Tratamentos como quimioterapia e radioterapia podem impactar diretamente o sistema cardiovascular, elevando a pressão arterial e aumentando o risco de complicações, especialmente em pacientes que já possuem doenças cardíacas ou fatores de risco associados.
“A hipertensão em pacientes oncológicos é uma preocupação crescente, já que alguns tratamentos podem elevar a pressão arterial, especialmente em tumores renais, intestinais e gástricos. Por isso, o acompanhamento cardiovascular deve ser contínuo e individualizado, com controle da pressão arterial por meio de tratamento medicamentoso associado a mudanças comportamentais. É fundamental estimular o paciente à adesão às orientações médicas e a um estilo de vida saudável, fatores que impactam diretamente o prognóstico”, explica a coordenadora de Cardiologia do Hospital da Bahia, Taís Sarmento.
Nesse cenário, a atuação de uma equipe multidisciplinar é fundamental. O acompanhamento conjunto entre oncologistas e cardiologistas permite avaliar riscos e prevenir danos ao coração desde o início do tratamento.
“O tratamento do câncer exige um olhar integrado para além do tumor. É essencial uma abordagem coordenada para prevenir, identificar precocemente e controlar a hipertensão que pode surgir ou se intensificar durante a terapia. Esse acompanhamento conjunto permite ajustar condutas, reduzir riscos cardiovasculares e garantir que o paciente siga o tratamento oncológico com mais segurança e melhores resultados”, destaca a oncologista da clínica AMO, Júlia Andrade.

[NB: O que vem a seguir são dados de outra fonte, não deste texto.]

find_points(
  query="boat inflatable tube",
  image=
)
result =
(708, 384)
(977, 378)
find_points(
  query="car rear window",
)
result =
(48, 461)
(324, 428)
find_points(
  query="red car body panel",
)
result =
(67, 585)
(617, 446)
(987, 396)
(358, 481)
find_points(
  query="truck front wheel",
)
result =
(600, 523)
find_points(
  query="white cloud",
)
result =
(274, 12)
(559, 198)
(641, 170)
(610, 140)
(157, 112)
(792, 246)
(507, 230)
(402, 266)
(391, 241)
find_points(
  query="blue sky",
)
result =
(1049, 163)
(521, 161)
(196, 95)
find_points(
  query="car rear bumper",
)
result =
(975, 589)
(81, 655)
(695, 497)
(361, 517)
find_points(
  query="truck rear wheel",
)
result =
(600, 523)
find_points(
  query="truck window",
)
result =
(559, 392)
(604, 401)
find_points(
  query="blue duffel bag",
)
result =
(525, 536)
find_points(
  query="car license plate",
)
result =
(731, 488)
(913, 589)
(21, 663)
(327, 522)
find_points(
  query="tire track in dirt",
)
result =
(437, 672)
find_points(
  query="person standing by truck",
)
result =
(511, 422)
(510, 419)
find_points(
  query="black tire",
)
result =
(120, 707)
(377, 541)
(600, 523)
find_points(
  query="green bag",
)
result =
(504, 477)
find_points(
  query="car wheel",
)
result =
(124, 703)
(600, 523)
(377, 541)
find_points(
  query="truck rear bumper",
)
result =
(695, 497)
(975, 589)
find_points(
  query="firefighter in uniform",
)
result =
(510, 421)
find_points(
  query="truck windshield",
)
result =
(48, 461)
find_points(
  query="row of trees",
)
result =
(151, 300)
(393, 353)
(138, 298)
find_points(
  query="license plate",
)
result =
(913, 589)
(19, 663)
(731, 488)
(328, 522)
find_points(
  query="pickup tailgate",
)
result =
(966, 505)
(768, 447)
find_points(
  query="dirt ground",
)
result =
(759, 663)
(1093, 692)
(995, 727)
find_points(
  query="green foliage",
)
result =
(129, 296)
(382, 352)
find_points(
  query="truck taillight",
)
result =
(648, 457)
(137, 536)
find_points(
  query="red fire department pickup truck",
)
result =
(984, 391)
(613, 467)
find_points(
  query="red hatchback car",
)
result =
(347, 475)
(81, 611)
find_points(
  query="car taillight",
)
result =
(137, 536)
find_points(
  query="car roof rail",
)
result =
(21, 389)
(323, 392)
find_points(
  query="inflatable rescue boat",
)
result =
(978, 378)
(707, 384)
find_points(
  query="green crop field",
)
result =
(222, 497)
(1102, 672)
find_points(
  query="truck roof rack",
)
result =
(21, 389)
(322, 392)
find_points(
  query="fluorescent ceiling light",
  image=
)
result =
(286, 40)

A hipertensão arterial é considerada o principal fator de risco modificável para complicações cardiovasculares em pacientes com câncer e, também, em pacientes que superaram a doença. Por isso, a prevenção deve começar desde a primeira consulta, levando em conta o histórico clínico e os fatores de risco de cada paciente.
Entre as principais recomendações para proteger o coração antes, durante e após o tratamento oncológico estão: parar de fumar, evitar o consumo excessivo de bebidas alcoólicas, manter uma alimentação equilibrada, controlar o peso, praticar atividades físicas regularmente, além de controlar doenças como diabetes e colesterol elevado.
Apesar de não ter cura, a hipertensão pode ser facilmente diagnosticada e controlada com o uso de medicamentos e mudanças no estilo de vida. O acompanhamento regular da pressão arterial é essencial para garantir mais qualidade de vida e melhores desfechos no tratamento do câncer.